In so holding, the court noted that while Reliance was not required to defer to the FCE and IME reports, it could not reject them without a reasoned basis. "Although a plan administrator has substantial discretion in adjudicating disability claims, it cannot ignore uncontradicted record evidence of disability. We agree with the district court that Reliance did just that when it rejected Kaviani's claim for LTD benefits."
In Creed v. Hartford Life & Acc. Ins. Co., 2020 U.S. Dist. LEXIS 17613, (S.D. Ohio February 4, 2020), the court applied a "reasoned explanation" approach to hold that the evidence supported an insurer's decision to deny an LTD claim.
The court's reliance on a "reasoned explanation" standard stemmed from Ohio case law's description of the arbitrary and capricious standard of review. Specifically, the court noted that under Ohio law, "[a]n outcome is not arbitrary and capricious where the evidence supports a reasoned explanation for that particular outcome." Citing Kirkham v. Prudential Ins. Co. of Am., 2011 U.S. Dist. LEXIS 53690, at *9 (S.D. Ohio March 11, 2011); Killian v. Healthsource Provident Administrators, Inc., 152 F. 3d 514 (6th Cir. 1998).
In Creed, the court found that Hartford's "reasoned explanation" for the denial was based on updated medical records and opinions, an interview with the claimant ("Creed"), video surveillance, and an employability study. In contrast, Creed failed to proffer any evidence of his own within the Administrative Record showing he was disabled from his occupation for which he was reasonably qualified by education, training, or experience. Instead, Creed simply argued that Hartford's evidence was irrelevant or insufficient.
The court analyzed each basis for Hartford's denial based on the "reasoned explanation" approach.
First, the court's review of the medical records found that while Creed disagreed with the opinions of three of his doctors and two independent non-treating physicians finding he was capable of working, albeit with restrictions, Creed did not provide any evidence to contradict their conclusions. The court found both the quality and the quantity of the medical opinions provided by Hartford—combined with the lack of conflicting evidence from Creed—formed a reasoned basis for Hartford's decision to terminate LTD benefits.
Second, the court dismissed Creed's argument that his interview established he was incapable of working absent any evidence supporting his statements. Moreover, according to the court, the interview could not be read in a vacuum because Hartford based its determination on medical evidence and surveillance.
Third, the court found that the video surveillance of Creed, which showed him moving in ways he claimed he could not, further supported Hartford's reasoned explanation for its decision to terminate benefits.

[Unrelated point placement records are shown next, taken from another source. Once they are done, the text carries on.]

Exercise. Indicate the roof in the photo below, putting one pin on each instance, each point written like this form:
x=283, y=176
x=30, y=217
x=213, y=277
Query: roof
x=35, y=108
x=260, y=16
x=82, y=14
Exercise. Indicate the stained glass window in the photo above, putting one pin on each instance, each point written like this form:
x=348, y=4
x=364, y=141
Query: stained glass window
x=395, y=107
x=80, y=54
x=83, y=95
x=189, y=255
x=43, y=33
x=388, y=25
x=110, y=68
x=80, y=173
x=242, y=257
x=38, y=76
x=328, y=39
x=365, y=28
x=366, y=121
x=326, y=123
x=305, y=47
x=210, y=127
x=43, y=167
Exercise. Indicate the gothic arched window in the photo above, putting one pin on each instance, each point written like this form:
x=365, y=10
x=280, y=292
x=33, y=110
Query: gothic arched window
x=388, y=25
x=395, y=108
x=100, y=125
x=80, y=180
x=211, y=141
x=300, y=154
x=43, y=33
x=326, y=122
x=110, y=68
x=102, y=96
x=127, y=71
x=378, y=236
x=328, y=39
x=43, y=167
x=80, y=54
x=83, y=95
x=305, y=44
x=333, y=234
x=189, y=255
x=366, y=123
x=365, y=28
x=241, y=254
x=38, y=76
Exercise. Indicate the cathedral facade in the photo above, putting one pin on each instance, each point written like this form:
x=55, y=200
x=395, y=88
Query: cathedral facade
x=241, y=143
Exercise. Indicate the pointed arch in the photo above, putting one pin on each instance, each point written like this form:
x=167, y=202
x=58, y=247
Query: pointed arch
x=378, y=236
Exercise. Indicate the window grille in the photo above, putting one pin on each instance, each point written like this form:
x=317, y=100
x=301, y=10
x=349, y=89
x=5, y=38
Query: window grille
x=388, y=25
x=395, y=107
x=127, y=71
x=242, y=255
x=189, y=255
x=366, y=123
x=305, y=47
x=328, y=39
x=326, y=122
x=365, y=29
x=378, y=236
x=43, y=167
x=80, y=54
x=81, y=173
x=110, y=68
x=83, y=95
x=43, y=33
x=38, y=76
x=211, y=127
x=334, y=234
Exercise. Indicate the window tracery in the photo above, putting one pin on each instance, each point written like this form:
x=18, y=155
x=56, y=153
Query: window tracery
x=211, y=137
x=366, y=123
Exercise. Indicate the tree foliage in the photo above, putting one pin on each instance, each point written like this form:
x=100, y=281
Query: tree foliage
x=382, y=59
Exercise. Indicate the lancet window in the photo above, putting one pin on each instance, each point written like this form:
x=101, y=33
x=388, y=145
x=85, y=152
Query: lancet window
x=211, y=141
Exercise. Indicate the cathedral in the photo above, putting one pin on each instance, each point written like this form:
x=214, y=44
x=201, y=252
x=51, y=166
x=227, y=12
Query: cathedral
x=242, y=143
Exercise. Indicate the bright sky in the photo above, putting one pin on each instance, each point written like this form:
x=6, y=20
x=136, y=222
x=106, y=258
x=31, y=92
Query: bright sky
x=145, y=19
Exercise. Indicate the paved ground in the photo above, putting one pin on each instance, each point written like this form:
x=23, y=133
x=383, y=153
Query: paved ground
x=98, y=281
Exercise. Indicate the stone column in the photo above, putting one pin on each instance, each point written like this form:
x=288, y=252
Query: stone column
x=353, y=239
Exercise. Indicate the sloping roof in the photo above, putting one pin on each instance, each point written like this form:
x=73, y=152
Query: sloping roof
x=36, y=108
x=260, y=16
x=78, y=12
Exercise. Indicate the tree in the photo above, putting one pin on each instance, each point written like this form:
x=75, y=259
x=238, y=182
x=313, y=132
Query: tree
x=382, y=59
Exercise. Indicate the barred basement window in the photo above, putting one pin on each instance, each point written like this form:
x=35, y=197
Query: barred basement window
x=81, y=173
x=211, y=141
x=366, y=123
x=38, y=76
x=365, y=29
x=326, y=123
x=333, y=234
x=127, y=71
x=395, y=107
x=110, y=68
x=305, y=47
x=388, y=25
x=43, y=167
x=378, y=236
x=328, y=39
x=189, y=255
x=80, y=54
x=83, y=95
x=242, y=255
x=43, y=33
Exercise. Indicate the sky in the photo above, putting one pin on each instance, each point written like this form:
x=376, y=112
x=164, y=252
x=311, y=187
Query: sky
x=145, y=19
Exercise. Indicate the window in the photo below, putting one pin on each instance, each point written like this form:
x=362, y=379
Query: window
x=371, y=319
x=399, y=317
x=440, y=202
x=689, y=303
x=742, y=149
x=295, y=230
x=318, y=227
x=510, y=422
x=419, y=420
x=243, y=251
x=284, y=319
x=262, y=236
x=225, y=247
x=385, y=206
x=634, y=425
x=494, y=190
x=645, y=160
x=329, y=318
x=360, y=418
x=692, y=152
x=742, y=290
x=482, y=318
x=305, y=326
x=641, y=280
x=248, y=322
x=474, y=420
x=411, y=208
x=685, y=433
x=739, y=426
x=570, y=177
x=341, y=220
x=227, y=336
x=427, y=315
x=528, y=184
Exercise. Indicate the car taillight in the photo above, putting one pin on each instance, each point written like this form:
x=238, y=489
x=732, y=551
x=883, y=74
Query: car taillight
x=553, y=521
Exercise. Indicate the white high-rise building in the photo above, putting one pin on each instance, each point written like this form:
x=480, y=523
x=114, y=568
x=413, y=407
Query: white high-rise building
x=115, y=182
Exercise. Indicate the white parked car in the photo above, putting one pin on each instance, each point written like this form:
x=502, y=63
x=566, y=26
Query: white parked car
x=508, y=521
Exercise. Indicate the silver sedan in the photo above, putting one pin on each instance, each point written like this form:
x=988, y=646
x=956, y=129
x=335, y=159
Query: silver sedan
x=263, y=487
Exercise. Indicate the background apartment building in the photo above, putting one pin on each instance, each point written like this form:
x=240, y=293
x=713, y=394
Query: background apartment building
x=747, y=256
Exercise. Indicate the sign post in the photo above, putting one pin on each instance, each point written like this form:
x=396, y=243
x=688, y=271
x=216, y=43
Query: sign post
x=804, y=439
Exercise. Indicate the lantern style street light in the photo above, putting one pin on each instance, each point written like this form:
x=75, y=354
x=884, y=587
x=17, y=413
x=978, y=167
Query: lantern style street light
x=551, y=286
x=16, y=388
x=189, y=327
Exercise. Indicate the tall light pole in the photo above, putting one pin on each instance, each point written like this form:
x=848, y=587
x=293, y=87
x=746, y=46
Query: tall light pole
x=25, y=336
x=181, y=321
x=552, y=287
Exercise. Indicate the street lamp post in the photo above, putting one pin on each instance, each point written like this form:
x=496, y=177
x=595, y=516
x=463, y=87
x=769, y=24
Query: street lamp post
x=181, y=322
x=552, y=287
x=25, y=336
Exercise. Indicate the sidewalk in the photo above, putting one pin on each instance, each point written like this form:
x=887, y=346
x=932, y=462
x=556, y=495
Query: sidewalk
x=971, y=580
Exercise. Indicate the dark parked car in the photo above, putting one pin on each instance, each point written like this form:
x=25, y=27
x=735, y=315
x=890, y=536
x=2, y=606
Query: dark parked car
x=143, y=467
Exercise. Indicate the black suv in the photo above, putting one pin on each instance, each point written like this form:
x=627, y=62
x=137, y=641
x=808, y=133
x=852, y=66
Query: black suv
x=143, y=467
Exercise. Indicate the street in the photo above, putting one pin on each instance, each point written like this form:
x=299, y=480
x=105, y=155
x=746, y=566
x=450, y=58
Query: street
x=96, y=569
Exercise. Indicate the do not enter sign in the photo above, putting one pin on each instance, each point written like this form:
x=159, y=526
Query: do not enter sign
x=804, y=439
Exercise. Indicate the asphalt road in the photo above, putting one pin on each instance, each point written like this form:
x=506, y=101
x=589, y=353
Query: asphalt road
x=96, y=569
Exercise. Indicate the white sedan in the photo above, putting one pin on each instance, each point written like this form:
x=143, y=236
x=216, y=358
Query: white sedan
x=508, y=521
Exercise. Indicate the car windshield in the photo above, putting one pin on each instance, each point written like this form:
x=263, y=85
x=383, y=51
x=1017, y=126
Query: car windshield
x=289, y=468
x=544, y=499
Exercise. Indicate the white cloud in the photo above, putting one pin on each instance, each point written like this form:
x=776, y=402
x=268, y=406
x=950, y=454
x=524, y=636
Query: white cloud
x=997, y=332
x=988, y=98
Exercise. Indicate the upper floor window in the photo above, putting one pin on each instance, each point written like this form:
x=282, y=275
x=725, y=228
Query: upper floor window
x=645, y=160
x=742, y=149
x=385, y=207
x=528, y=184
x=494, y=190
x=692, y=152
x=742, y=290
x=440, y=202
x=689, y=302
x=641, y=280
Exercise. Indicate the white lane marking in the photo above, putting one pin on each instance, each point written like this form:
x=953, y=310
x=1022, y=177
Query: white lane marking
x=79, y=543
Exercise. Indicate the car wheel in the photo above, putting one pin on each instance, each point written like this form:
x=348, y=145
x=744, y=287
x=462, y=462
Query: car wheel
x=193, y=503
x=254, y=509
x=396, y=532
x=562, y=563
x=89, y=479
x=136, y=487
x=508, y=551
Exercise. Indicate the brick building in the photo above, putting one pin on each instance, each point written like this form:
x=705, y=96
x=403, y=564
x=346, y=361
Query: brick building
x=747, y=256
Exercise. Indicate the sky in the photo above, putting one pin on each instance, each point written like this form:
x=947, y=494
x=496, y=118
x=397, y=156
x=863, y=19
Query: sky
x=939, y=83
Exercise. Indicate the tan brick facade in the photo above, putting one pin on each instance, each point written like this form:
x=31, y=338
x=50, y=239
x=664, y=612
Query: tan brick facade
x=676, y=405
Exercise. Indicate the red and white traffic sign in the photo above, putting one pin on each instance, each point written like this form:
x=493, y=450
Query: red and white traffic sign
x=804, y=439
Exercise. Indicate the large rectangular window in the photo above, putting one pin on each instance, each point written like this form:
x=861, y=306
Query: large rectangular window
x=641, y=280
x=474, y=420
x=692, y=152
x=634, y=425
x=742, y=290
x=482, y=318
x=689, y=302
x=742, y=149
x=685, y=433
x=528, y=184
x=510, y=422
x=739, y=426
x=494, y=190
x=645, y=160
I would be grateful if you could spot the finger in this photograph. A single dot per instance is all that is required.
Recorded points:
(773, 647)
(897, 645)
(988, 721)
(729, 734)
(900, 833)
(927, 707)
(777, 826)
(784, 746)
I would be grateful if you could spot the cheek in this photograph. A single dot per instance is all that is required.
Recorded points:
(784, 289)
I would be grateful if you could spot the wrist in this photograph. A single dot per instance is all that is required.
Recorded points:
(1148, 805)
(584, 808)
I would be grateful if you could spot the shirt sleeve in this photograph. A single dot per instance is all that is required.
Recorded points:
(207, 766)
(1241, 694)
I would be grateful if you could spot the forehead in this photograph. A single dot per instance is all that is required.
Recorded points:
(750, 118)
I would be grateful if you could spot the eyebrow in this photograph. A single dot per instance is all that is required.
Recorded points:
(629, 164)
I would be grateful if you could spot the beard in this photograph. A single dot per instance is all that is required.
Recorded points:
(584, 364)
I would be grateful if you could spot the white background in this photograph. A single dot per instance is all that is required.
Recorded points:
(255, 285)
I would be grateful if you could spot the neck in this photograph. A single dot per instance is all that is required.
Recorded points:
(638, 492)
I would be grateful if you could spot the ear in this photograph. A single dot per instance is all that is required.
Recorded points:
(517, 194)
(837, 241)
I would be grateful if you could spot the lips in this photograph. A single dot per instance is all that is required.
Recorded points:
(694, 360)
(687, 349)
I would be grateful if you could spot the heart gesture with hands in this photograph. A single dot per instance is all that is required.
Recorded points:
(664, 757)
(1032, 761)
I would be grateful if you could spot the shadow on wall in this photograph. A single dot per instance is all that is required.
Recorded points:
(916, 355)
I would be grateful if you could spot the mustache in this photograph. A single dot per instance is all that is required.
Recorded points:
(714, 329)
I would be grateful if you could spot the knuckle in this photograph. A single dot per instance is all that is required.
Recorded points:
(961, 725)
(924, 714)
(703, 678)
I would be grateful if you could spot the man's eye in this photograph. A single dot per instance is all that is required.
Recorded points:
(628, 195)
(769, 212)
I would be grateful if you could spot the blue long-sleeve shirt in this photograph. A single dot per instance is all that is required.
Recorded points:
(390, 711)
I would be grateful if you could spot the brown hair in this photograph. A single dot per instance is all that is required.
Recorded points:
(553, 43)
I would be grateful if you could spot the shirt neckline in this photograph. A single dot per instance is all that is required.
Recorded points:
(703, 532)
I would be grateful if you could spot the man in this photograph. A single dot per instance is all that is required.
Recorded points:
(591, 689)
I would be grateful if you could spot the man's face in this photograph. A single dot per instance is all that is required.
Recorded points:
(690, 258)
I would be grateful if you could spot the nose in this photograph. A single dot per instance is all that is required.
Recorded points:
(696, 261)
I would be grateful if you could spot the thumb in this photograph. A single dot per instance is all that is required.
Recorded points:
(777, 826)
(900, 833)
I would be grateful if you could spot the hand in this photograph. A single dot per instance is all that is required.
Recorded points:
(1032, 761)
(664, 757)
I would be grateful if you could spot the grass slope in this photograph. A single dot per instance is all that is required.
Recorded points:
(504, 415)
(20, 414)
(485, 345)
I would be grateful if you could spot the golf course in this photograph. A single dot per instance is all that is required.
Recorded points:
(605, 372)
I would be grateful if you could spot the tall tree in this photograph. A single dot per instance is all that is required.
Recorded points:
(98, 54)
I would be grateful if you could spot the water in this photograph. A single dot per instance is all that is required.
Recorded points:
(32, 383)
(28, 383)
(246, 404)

Finally, the court rejected Creed's argument that Hartford's employability analyses were flawed because they (1) were not authored by an outside vocational expert and (2) suggested job availability in locations too far from his residence. As to the first point, the court relied upon Sixth Circuit precedent which does not require plan administrators to obtain vocational expert reports when making disability determinations. Citing Judge v. Metro. Life Ins. Co., 710 F. 3d 651, 661-62 (6th Cir. 2013.). As to the second, the court noted that no doctor put driving restrictions on Creed and further found "a claimant's commute to a particular job is not a consideration for determining disability." Citing Nelson v. Unum Life Ins. Co. of Am., 421 F. Supp. 2d 558, 568 (E.D.N.Y. 2006), aff'd, 232 F. App'x 23 (2d Cir. 2007).
Because the evidence submitted by Hartford provided a reasoned explanation for each of the grounds it relied upon in denying Creed's LTD claim, the court concluded the denial was "well-taken" and granted Hartford's motion for judgment on the Administrative Record, and denied Creed's cross-motion.